Sekalipun populer, tetap saja Anies masih mempunyai kendala untuk bisa maju pada pilpres 2024 nanti. Soal dana tak perlu diragukan lagi. Pundi-pundi Anies untuk itu sudah tersedia. Lima tahun sebagai Gubernur DKI tentulah cukup baginya, asalkan KPK tidak mengusik-usiknya. Belum lagi kalau memilih pasangan yang juga punya modal kencang, tentulah semakin aman. Kendala utama Anies adalah kendaraan politik. Anies butuh partai.
Yang
sudah jelas, meski belum terang-terangan, barulah Partai Keadilan Sejahtera
(PKS). Partai ini jelas mendukung lantaran “sealiran” dengan Anies. Karena “sealiran”
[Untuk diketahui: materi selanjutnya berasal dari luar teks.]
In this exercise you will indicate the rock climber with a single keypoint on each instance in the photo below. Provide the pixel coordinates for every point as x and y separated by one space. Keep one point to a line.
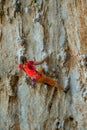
36 76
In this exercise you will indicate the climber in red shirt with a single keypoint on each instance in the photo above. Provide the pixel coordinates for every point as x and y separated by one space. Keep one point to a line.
36 76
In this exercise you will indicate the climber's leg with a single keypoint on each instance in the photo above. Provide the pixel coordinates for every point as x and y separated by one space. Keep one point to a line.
49 81
40 70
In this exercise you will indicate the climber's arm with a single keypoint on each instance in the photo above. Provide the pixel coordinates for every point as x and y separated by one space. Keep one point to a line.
41 62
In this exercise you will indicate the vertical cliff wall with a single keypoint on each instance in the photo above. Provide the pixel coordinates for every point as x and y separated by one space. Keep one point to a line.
35 28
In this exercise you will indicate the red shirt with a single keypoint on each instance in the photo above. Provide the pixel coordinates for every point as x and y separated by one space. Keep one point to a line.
30 70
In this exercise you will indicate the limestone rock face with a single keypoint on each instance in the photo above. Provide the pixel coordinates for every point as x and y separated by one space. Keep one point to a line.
35 28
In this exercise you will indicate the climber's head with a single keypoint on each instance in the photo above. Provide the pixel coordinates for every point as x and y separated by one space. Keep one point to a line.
23 59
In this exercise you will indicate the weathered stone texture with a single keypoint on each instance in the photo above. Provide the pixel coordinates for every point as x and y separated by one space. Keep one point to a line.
34 28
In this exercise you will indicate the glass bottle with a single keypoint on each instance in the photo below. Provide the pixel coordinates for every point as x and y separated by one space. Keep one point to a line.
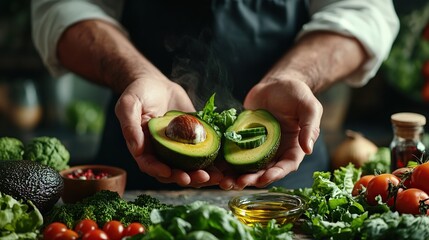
407 145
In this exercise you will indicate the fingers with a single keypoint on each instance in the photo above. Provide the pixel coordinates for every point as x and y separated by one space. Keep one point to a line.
309 122
128 111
Anies akan memperjuangkan visi mereka, karena visinya juga sebelas duabelas. Bukankah
waktu Pilkada DKI 2017 lalu, Anies maju atas dukungan PKS? Karena itu, sudah pasti
pada pilpres 2024 ini PKS kembali mengusung Anies sebagai jagoannya. Hanya di
permukaan saat ini PKS terkesan tampil malu-malu. PKS tetap menjaga image untuk merebut hati pemilih, karena
jika sudah merebut itu, tentulah jagoannya juga pasti menang.
Akan
tetapi, PKS tidak bisa sendirian mengusung Anies lantaran terbentur dengan
aturan Presidential Treshold sebesar
20%. PKS butuh rekan partai supaya jagoannya bisa masuk dan menang. Kira-kira
partai apa saja yang akan dirangkul PKS untuk mengusung Anies? Demi mencapai
ambang batas itu, setidaknya PKS butuh 2 partai lain. Utak-atik partai-partai
yang lulus parliamentary treshold PEMILU
2019 lalu, kemungkinan besar PKS akan berkoalisi dengan Partai pimpinan Susilo
Bambang Yudhoyono (Partai Demokrat) dan Partai Amanat Rakyat (PAN). Demokrat tahun
2019 memperoleh 8,38%, sementara PAN 6,83%. Jika 3 partai ini bergabung, maka
mereka akan mempunyai 22,28%. PKS memilih Demokrat karena ada ikatan emosional.
Tiga
partai ini bakal berkoalisi di pilpres nanti kiranya sudah terbaca. Karena itulah,
ada upaya untuk menghancurkan koalisi ini. Upaya membuat perpecahan internal
parta PAN dan Demokrat mengarah ke indikasi tersebut. Usaha di tubuh PAN
berjalan mulus sehingga berhasil menyingkirkan pengaruh Amien Rais, sedangkan di
Demokrat mengalami kegagalan. Sekalipun berhasil “membersihkan” PAN, bukan lantas
berarti koalisi tidak bisa terwujud. Asas utama politik adalah kepentingan. Atas dasar kepentingan,
koalisi dapat terjalin lagi. Bukankah track
record PAN selama ini memang seperti itu.
Sekarang
kita lihat kalkulasi politik ketiga partai ini. Demokrat pertama-tama wajib
mendukung gagasan PKS untuk mengusung Anies sebagai Presiden RI 2024. Jika jeli,
mereka menemukan adanya kesamaan antara Anies dan SBY, sang idola mereka. Dulu SBY
pernah menjabat sebagai menteri, namun dalam perjalanan “didepak”. Akan tetapi,
ketika maju sebagai calon presiden ia menang. Anies juga pernah sebagai menteri
dan pertengahan jalan didepak. Bukan tidak mustahil saat maju nanti (tahun 2024)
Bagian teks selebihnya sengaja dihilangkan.